Project Progress

Massive timber floor system evaluated at Clemson University
Research at Clemson University is being conducted on an innovative, hollow massive timber floor system derived from a modification of solid Cross Laminated Timber that will be able to meet the stiffness requirement of longer spans.  This floor system consists of two smaller 3-ply solid CLT panels that act as the top and bottom surface (or floor and ceiling) of the hollow panel.  These two panels are separated by a glulam beam on an approximate 36″ o.c spacing.  All three of these elements have to be connected together in order for them to act as one floor panel that resists out-of-plane bending loads.  By making the cross-section deeper and removing extra wood in the middle that does not give much additional strength to the panel, a much more efficient cross-section is made in terms of wood use.

During this past Summer, Clemson researchers developed and ran computer models of the hollow panel in order to learn more about the mechanics of the panel and to determine what influences the strength and stiffness of the floor system the most.  A parametric study was done by varying many variables in order to see the effects of geometry of the cross-section, quality of the boards in each layer and the connection method used to connect the two outer panels.  It was found that the strength and stiffness of the connector was the most influential value.  Therefore, we decided to run shear tests on many different connectors in order to find the best one for our panel.

This Fall, the Clemson team manufactured many CLT panels out of Southern Pine on a 4’x4′ Newman press.  The boards for each panel were planed to 1.375″ and each panel was pressed at 150 psi to ensure a good glue bond was achieved.  These panels were then made into shear test specimens to test the different shear connectors.  Various shear connectors were used including large screws which were placed at an angle, glue bonds with different board layups, and steel mesh which is slotted and glued in slits in the wood.  When ready for testing the specimens are placed under an actuator that presses on the glulam in the middle which is offset upward.  This causes shear to go through the connectors on both sides.  All specimens are tested to failure and the displacement at the connection is monitored so that the connectors’ stiffness can be obtained.

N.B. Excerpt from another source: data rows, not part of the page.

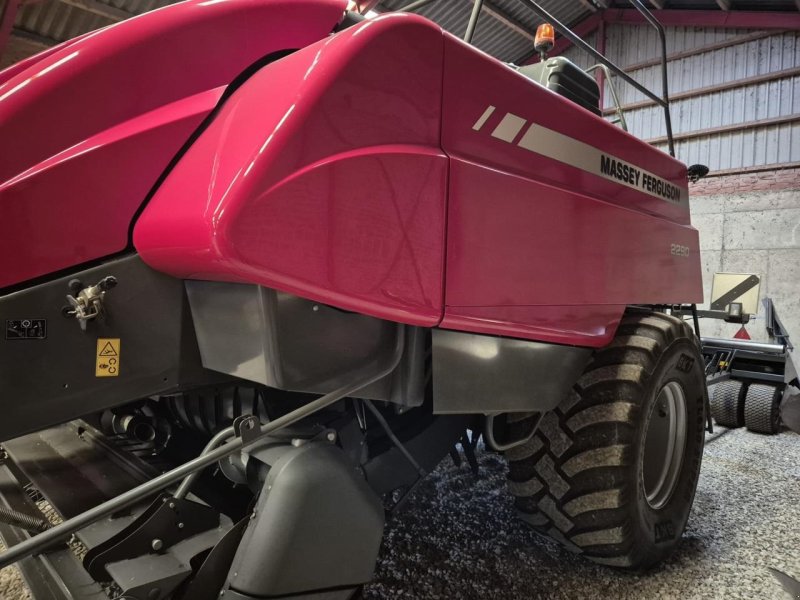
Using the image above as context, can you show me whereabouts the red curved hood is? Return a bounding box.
[0,0,346,287]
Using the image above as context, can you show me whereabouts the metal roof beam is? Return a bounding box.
[603,8,800,30]
[59,0,135,21]
[476,0,536,41]
[0,0,20,57]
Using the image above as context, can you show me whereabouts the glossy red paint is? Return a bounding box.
[134,14,448,326]
[134,15,702,346]
[0,0,346,287]
[442,35,702,346]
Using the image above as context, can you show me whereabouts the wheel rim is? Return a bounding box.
[642,381,686,509]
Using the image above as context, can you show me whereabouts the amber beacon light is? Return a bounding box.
[533,23,556,60]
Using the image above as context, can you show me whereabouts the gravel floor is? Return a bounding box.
[366,429,800,600]
[0,429,800,600]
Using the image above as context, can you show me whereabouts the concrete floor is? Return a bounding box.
[0,429,800,600]
[366,429,800,600]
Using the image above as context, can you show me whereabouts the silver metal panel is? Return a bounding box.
[433,329,592,413]
[186,281,425,406]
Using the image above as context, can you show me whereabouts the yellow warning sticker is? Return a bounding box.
[94,338,119,377]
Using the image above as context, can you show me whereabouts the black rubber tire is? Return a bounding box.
[711,379,748,429]
[506,311,706,570]
[744,383,783,435]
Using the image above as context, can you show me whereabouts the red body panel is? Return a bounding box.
[134,15,702,346]
[134,14,448,326]
[442,36,702,346]
[0,0,346,287]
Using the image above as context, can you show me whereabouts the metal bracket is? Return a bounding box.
[63,275,117,331]
[83,494,219,581]
[233,415,261,445]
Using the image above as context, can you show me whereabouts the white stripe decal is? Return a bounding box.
[520,123,689,204]
[472,106,494,131]
[492,113,527,142]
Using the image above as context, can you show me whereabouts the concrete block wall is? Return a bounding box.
[689,168,800,349]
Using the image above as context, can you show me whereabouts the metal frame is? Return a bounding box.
[400,0,675,156]
[0,325,405,569]
[520,0,675,156]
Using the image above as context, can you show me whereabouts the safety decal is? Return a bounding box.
[94,338,120,377]
[472,106,689,204]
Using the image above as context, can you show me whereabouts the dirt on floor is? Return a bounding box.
[0,429,800,600]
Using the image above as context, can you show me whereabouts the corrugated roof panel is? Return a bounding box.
[378,0,591,62]
[609,28,800,170]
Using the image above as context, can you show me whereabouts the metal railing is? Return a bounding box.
[400,0,675,156]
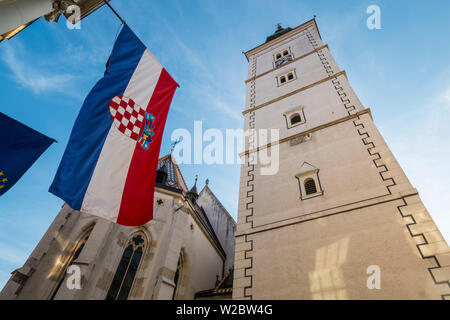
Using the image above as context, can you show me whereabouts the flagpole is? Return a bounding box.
[103,0,125,24]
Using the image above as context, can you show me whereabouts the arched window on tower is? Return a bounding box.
[50,226,94,300]
[106,233,146,300]
[172,251,185,300]
[291,113,302,125]
[305,179,317,195]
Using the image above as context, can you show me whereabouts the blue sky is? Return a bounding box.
[0,0,450,287]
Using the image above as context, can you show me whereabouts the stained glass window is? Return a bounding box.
[106,234,145,300]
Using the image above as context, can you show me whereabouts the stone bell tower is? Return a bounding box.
[233,19,450,299]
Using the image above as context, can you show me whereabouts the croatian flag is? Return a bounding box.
[49,25,178,226]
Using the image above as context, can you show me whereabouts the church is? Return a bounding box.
[0,155,236,300]
[233,19,450,299]
[0,19,450,300]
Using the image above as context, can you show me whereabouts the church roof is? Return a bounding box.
[156,154,226,258]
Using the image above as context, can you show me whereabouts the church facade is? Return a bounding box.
[0,155,236,300]
[233,19,450,299]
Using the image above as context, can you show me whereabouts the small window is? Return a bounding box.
[291,113,302,125]
[295,161,323,200]
[305,179,317,195]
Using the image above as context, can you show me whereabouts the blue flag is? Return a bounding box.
[0,112,55,196]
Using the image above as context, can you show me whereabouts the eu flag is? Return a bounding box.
[0,112,55,196]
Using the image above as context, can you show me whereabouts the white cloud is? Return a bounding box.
[1,45,79,98]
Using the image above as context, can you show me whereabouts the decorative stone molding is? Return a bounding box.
[283,106,306,129]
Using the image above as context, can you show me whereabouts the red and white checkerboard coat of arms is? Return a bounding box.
[109,95,155,150]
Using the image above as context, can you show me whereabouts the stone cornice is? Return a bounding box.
[235,189,418,237]
[242,70,347,115]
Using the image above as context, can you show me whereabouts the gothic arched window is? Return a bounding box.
[305,179,317,195]
[106,233,145,300]
[50,226,94,300]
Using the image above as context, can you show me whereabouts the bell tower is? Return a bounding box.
[233,19,450,299]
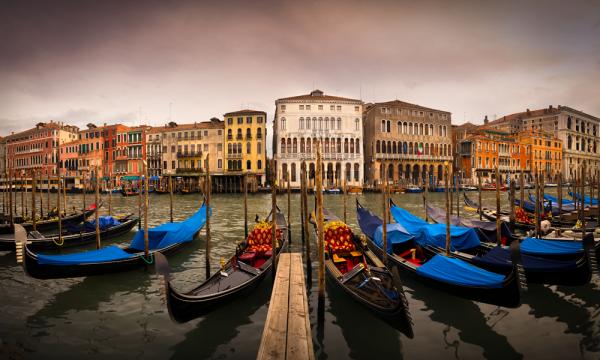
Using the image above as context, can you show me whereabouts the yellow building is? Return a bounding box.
[223,110,267,190]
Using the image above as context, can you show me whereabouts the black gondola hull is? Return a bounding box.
[368,239,521,308]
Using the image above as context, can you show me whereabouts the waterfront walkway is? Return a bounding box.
[257,253,314,360]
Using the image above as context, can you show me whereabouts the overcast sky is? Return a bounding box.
[0,0,600,152]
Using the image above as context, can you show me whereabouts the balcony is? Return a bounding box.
[177,151,202,158]
[375,154,452,161]
[175,168,204,174]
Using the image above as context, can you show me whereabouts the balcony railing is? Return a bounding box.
[177,151,202,158]
[375,154,452,161]
[175,168,204,174]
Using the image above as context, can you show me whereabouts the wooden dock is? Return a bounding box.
[257,253,315,360]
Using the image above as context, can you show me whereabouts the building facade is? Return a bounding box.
[5,121,79,176]
[273,90,364,188]
[223,110,267,189]
[363,100,452,186]
[488,105,600,179]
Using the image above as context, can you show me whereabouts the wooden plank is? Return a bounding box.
[257,253,291,360]
[286,253,314,359]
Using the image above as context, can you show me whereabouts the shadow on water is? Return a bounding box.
[27,267,154,329]
[327,282,403,359]
[540,285,600,352]
[402,276,523,360]
[170,277,273,359]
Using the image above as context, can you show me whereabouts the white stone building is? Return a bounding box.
[273,90,364,188]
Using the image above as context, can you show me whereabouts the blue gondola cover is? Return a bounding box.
[473,246,577,272]
[521,238,583,255]
[373,223,414,254]
[391,206,480,250]
[417,255,504,288]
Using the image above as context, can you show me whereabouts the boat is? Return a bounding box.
[5,203,102,233]
[15,205,206,279]
[323,188,342,195]
[311,209,413,338]
[569,191,598,205]
[481,183,506,191]
[156,209,288,323]
[404,185,423,194]
[420,205,596,286]
[346,185,362,194]
[356,201,525,307]
[0,215,139,251]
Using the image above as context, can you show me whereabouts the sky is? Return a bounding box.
[0,0,600,152]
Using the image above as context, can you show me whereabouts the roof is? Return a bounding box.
[371,100,450,114]
[275,89,362,104]
[223,109,267,117]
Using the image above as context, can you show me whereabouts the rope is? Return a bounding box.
[140,253,154,265]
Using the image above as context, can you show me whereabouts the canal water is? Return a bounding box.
[0,193,600,360]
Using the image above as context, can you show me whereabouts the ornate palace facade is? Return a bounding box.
[363,100,452,185]
[273,90,363,188]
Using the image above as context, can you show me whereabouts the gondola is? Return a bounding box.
[311,209,413,338]
[121,188,140,197]
[15,201,206,279]
[0,215,139,251]
[356,201,525,307]
[156,209,288,323]
[418,204,595,286]
[3,204,102,233]
[424,201,600,263]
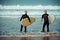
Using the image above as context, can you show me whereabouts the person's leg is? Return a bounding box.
[42,23,46,32]
[20,25,23,32]
[47,23,49,32]
[24,26,27,32]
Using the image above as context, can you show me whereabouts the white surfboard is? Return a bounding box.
[20,17,35,26]
[40,14,55,24]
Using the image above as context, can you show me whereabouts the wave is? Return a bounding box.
[0,5,60,10]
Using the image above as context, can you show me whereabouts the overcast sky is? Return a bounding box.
[0,0,60,6]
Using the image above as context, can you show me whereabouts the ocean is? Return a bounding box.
[0,10,60,34]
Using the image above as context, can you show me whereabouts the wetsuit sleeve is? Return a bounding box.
[27,16,31,22]
[20,16,23,21]
[42,15,43,19]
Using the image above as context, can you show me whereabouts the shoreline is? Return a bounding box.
[0,33,60,37]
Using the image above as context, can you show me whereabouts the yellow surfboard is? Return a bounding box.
[20,17,35,26]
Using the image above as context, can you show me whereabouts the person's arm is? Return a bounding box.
[41,15,43,22]
[20,17,22,21]
[27,15,31,22]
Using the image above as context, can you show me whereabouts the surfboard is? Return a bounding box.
[20,17,35,26]
[40,14,55,24]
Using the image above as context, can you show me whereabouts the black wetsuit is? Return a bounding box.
[20,14,31,32]
[42,14,49,32]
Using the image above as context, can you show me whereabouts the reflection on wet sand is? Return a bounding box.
[43,37,50,40]
[20,37,31,40]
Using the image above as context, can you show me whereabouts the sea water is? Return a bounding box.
[0,10,60,34]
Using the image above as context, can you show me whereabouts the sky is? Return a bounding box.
[0,0,60,9]
[0,0,60,5]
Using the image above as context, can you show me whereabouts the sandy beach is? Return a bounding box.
[0,33,60,40]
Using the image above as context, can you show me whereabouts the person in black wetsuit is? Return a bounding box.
[41,10,49,32]
[20,11,31,32]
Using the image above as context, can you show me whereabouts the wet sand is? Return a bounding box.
[0,36,60,40]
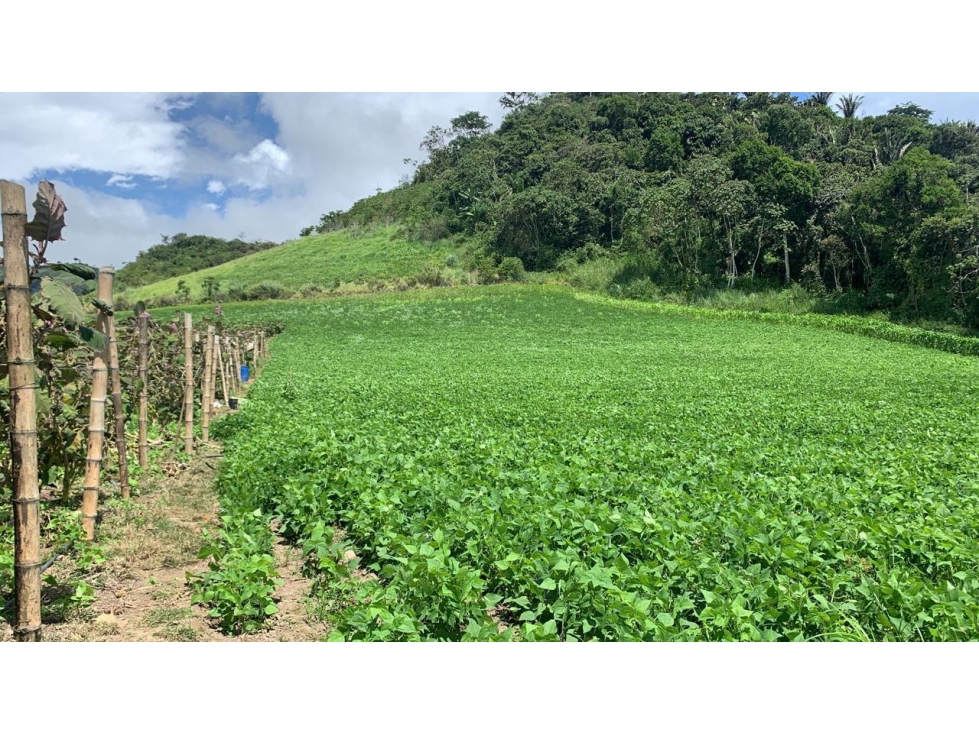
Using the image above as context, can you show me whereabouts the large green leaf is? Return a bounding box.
[78,326,109,352]
[26,181,68,242]
[35,278,85,326]
[44,263,99,280]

You can see a video summary of tests here.

Overall, the glue bonds have proven to be very stiff and strong, but the strength can vary with the quality of the glue bond.  The screws have been very predictable and hardly varied any, but while they are very stiff, they are less stiff than the glue connection.
This project officially began on October 1, 2012.  Immediate need is to find a large press that will allow us to cold press a CLT panel, a minimum of 4′ x 8′.  Both Clemson and NC State are looking for graduate students to begin working on the project starting January 2013.